Opéré par une centaine d’hommes, le système de défense aérienne MAMBA (SAMP) est composé de plusieurs modules interconnectés et complémentaires. Il assure la défense antiaérienne au profit des forces otanienne présentes dans la zone. Ce système peut utiliser jusqu'à huit missiles ASTER 30, chacun pesant 465 kg. Ce missile peut atteindre une vitesse supérieure à 5 000 km/h et neutraliser une cible à plus de 100 km de distance. Plusieurs missiles peuvent être tirés simultanément contre différentes cibles dans toutes les directions. Afin d'améliorer son efficacité, le système MAMBA est connecté et intégré par une liaison de données tactiques au système de défense roumain et à celui de l'OTAN, qui en assure le commandement. Après une phase de test, le système MAMBA a été certifié et fait maintenant partie de l'Integrated Air Missile Defence (IAMD) de l'OTAN.

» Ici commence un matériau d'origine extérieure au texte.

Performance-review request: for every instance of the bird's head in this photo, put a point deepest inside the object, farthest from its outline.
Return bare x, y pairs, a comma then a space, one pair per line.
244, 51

Transporté par voie ferroviaire depuis France, un escadron de chars Leclerc est arrivé en Roumanie le 16 novembre, en gare de Voila. Les blindés ont ensuite été déchargés des wagons puis mis sur porte engins afin d’être acheminés jusqu’au camp de Cincu à quelques kilomètres de la gare.


Source : EMA

Ces chars doivent contribuer au renforcement des capacités de la mission AIGLE et en particulier du CDBG, « constituant ainsi une capacité de combat majeure pour celui-ci », s’est réjouit le Ministère des Armées lors de l’arrivée des blindés.

Un millier de soldats français sont aujourd’hui présents en Roumanie et mettent en œuvre :

  • 13 chars Leclerc et 2 dépanneurs de chars Leclerc
  • 24 VBCI (véhicule blindé de combat d’infanterie)
  • 19 VAB (véhicule de l’avant blindé)
  • 19PVP (petit véhicule protégé)
  • 32 VBL français (véhicule blindé léger)
  • 37 VT4 (véhicule tactique 4x4)
  • 3 LRU (lance-roquettes unitaire)
  • 3 mortiers de 120 mm
  • Plus de 40 véhicules légers de reconnaissance, dont une quinzaine aérotransportable.
  • Plus de 10 camions de transport

Un défi logistique auquel la France n’est pas habituée.

Le ministre des armées Sébastien Lecornu a inauguré, le 3 novembre dernier, le camp français de la base de Cincu, une opération communication rondement menée.


Source : EMA

Cependant, au même moment, les militaires français font face à des conditions de vie difficiles. « C’est un bourbier, avec souris et chiens errants », ont rapporté des soldats présents sur place. Il est évident pour les officiers accueillant le ministre des armées que l'aménagement de ce vaste terrain argileux représente un véritable défi logistique. « Cela peut paraître paradoxal, mais c’était presque plus simple au Sahel », affirme un gradé. Sur près de 500 préfabriqués dont dispose le camp, l’écrasante majorité provient justement de cette région, où la France a achevé son retrait du Mali en août. Une partie des quelque 750 soldats déployés dans le camp, aux côtés de 150 Belges et Néerlandais en rotation, sont encore logés sous tente. Le réseau d'eau (installé progressivement) connaît de nombreux dysfonctionnements. La rusticité et l’isolement du camp de Cincu convient parfaitement pour l’entraînement à la haute intensité mais il a mis à rude épreuve la logistique française. Il semblerait que le service du commissariat des armées (SCA) ait progressivement repris le contrôle de la situation. Le 15 décembre, le SCA a publié une série de photos et assure que le camp « gagne progressivement en autonomie au fur et à mesure que les infrastructures se construisent ».